On Sunday 23 February 2003 09:13, Jeffrey B. Layton wrote:
> Tim Prince wrote:
> >On Sunday 23 February 2003 04:41, Jeffrey B. Layton wrote:
> >>Tim Prince wrote:
> >>>In my experience,
> >>>'mpirun -np 2' on a single CPU P4 increases throughput by about 10% from
> >>>-np 1, but that gain doesn't hold up for scaling to a large cluster with
> >>>simple interconnects.
> >>
> >>Tim,
> >>
> >> My experience agrees with yours. When I ran the NASA Parallel
> >>Benchmarks on a Xeon cluster with even plain Fast Ethernet, it
> >>was always faster to turn off HT (we did it at the kernel level and
> >>at the BIOS level) These results are also supported by the following:
> >>
> >>http://computational-battery.org/Maskinvare/Hyperthreading.html
> >
> >Apparently, those results were obtained with an early Xeon model with
> > small cache. Not that I dare to judge the issue, but results like this,
> > where simply turning on HT hurts performance, have sometimes been traced
> > to errors in the BIOS.
>
> Sorry, I didn't look too closely at the URL. However, our
> results were on a Xeon 2.4 cluster that was tuned (correct
> BIOS) we checked by running many benchmarks including
> the Stream benchmarks to look for memory setting errors.

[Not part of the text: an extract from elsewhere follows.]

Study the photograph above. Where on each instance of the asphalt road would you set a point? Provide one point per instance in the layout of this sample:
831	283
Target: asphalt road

> I haven't heard of problems in the BIOS causing the difference
> between results with and without HT. Do you have any
> references on this?
>
Those tests performed in the URL you gave look quite interesting. I'd like
to see continuing checks on the mm5 to see what can be done with up to date
configurations.
On the Xeon 2.4, bad HT performance has been seen when a BIOS older than the
production version was installed; with a production system, most benchmarks
should perform about the same (often 1% better) with HT enabled, when running
1 thread per physical CPU. If it's much worse than that, the BIOS should be
checked. In principle, no Xeon 2.4 production system should have such a
problem, unless someone has tinkered with the BIOS, or is not using an
appropriate OS kernel.
I'm not getting as good performance on Win2K, HT on, as with XP Pro, or linux
with a 2.4.18 kernel, but the only reason for running Win2K server on an MPI
cluster is to get past the limit of -np 8 for an all-XP system.
The older 1.7Ghz and 1.8Ghz Xeon models, which had no HT at first, were quite
a struggle when attempting to coordinate BIOS and CPU upgrades, and keep both
linux and Windows running. In fact, I had one expensive system board die on
me when running a BIOS and CPU combination not supported by the OEM. Hardly
anyone wants to document such problems with unsupported systems.
Enough of these implementation problems; I've taken Fortran MPI applications
which were built for linux and simply recompiled them for Windows, and it
worked, within the limitations on -np of the Windows OS and MPI chosen. All
the Windows dependencies can and should be hidden in the MPI, aside from the
annoying differences in linkage conventions (2 or 3 different underscoring
conventions in linux, and 2 linker symbol case conventions in Windows).
--
Tim Prince
|